Análise: Debate sobre escala 6×1 é “ganha-ganha” para Câmara e governo
O debate sobre o fim da escala de trabalho 6×1 representa uma oportunidade política tanto para a Câmara dos Deputados quanto para o governo federal, configurando-se como um cenário de ganha-ganha. Durante o Bastidores CNN desta sexta-feira (17), a analista de política Isabel Mega destacou o amplo apoio popular à medida.
Segundo a analista, a proposta, que conta com aproximadamente 70% de aprovação da população, permite que a Câmara dos Deputados, sob a presidência de Hugo Motta, busque uma marca própria e uma pauta positiva para seu mandato. Ao mesmo tempo, o governo federal consegue explorar eleitoralmente a medida.
“É ganha-ganha por um motivo muito básico, é um tema pop. Mesmo que esse assunto não avance, a agenda de debate está criada junto à sociedade”, explicou Isabel Mega.

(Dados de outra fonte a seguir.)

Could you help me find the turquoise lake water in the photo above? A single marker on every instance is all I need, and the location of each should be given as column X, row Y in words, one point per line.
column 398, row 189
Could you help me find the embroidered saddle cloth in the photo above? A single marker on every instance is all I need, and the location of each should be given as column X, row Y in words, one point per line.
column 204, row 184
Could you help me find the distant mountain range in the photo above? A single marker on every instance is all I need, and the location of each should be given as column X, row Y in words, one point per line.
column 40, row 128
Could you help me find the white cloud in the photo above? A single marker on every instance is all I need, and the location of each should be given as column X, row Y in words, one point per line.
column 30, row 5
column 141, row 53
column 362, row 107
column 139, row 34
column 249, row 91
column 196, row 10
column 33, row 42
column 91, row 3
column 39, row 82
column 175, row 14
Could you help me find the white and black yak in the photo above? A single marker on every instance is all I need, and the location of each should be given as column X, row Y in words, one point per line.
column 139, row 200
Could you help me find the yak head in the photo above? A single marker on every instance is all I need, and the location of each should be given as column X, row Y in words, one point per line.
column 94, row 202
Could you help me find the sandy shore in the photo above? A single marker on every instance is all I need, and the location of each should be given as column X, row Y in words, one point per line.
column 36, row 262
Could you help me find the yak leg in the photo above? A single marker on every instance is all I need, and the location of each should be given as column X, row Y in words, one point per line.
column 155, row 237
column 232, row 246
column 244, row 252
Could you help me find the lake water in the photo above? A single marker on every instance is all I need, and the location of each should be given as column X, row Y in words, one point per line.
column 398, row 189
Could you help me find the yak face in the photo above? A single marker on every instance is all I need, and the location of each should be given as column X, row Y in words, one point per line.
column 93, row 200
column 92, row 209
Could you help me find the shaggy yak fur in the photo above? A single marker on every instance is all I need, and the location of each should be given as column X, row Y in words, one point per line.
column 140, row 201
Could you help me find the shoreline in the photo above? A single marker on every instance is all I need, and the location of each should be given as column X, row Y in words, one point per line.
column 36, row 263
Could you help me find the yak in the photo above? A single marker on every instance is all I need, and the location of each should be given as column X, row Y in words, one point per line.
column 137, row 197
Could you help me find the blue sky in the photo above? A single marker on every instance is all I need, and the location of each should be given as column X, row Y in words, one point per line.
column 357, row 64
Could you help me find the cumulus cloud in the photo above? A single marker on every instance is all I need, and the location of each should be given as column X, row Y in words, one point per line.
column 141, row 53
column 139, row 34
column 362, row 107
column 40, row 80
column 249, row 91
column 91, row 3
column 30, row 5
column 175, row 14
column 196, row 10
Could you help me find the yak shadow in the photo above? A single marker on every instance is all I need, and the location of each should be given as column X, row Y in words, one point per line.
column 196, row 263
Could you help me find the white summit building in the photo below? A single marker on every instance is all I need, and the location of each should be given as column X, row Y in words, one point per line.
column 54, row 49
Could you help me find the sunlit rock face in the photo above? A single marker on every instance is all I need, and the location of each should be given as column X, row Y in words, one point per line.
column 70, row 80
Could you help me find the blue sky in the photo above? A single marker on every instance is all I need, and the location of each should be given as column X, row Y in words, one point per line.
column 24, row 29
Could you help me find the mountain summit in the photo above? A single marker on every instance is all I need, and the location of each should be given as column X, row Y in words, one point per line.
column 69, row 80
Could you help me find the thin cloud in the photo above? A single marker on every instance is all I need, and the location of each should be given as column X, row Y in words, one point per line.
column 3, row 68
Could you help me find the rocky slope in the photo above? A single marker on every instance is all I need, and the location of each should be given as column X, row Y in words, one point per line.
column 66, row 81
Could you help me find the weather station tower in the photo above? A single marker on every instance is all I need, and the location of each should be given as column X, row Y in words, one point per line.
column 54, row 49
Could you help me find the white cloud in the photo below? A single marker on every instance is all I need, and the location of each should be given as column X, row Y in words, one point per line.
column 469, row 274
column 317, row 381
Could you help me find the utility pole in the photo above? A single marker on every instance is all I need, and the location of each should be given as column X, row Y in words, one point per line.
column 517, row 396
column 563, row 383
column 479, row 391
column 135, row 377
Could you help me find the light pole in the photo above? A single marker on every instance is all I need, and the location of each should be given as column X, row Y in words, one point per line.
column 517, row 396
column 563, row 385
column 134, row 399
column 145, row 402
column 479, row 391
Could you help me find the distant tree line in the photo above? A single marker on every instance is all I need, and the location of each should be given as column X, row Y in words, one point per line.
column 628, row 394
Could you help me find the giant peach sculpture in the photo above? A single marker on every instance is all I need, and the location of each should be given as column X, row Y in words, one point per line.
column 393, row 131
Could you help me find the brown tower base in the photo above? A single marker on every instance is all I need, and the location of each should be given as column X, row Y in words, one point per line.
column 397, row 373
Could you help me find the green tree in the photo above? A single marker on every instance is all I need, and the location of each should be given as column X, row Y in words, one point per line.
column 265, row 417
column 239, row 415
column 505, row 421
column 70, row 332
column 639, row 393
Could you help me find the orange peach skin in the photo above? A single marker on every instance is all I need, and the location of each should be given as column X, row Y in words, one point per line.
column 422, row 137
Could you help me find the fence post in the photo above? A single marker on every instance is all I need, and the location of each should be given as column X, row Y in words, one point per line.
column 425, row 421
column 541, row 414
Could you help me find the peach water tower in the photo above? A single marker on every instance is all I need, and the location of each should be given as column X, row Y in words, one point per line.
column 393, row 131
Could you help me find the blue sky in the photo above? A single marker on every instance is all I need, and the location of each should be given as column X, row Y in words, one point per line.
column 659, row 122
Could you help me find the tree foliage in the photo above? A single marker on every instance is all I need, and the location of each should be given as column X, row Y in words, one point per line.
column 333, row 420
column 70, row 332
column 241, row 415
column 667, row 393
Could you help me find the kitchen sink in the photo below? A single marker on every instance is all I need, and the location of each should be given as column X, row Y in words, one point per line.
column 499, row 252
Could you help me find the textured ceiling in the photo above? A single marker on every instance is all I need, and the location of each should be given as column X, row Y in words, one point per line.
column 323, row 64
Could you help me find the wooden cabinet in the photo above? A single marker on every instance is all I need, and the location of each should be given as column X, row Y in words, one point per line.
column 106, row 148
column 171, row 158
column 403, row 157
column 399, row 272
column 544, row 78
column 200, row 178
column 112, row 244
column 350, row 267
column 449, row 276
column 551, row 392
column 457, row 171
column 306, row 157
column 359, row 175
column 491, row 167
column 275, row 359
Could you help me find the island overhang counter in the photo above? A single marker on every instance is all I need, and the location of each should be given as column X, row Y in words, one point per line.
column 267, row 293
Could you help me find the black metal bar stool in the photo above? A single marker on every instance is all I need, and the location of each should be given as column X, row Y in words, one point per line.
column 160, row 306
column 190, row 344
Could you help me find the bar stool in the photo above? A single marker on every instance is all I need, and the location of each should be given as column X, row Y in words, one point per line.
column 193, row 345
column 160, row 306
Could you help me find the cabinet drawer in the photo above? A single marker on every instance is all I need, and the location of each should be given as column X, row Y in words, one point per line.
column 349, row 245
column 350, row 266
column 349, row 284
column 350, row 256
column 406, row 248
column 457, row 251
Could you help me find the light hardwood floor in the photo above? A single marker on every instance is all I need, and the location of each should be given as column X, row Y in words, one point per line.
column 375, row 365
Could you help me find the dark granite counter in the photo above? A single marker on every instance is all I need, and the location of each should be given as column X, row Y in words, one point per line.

A analista destacou que o tema movimenta o cenário eleitoral e tem engajamento das pessoas nas redes sociais, o que explica a disputa pelo protagonismo entre o Congresso Nacional e o Palácio do Planalto.
Disputa pelo formato da proposta
Um dos pontos de tensão entre o Legislativo e o Executivo está no formato da proposta. A discussão gira em torno de ser uma Proposta de Emenda à Constituição (PEC) ou um projeto de lei. Caso seja aprovada como PEC, a proposta seria promulgada pelo próprio Congresso Nacional, sem necessidade de sanção presidencial.
Isabel Mega alerta para um risco nesse processo: “Quando você vai acrescentando matérias estranhas ao tema, os famosos jabutis do jargão político”. Segundo ela, o governo federal teme perder o controle sobre o conteúdo final da proposta caso não tenha a chance de veto.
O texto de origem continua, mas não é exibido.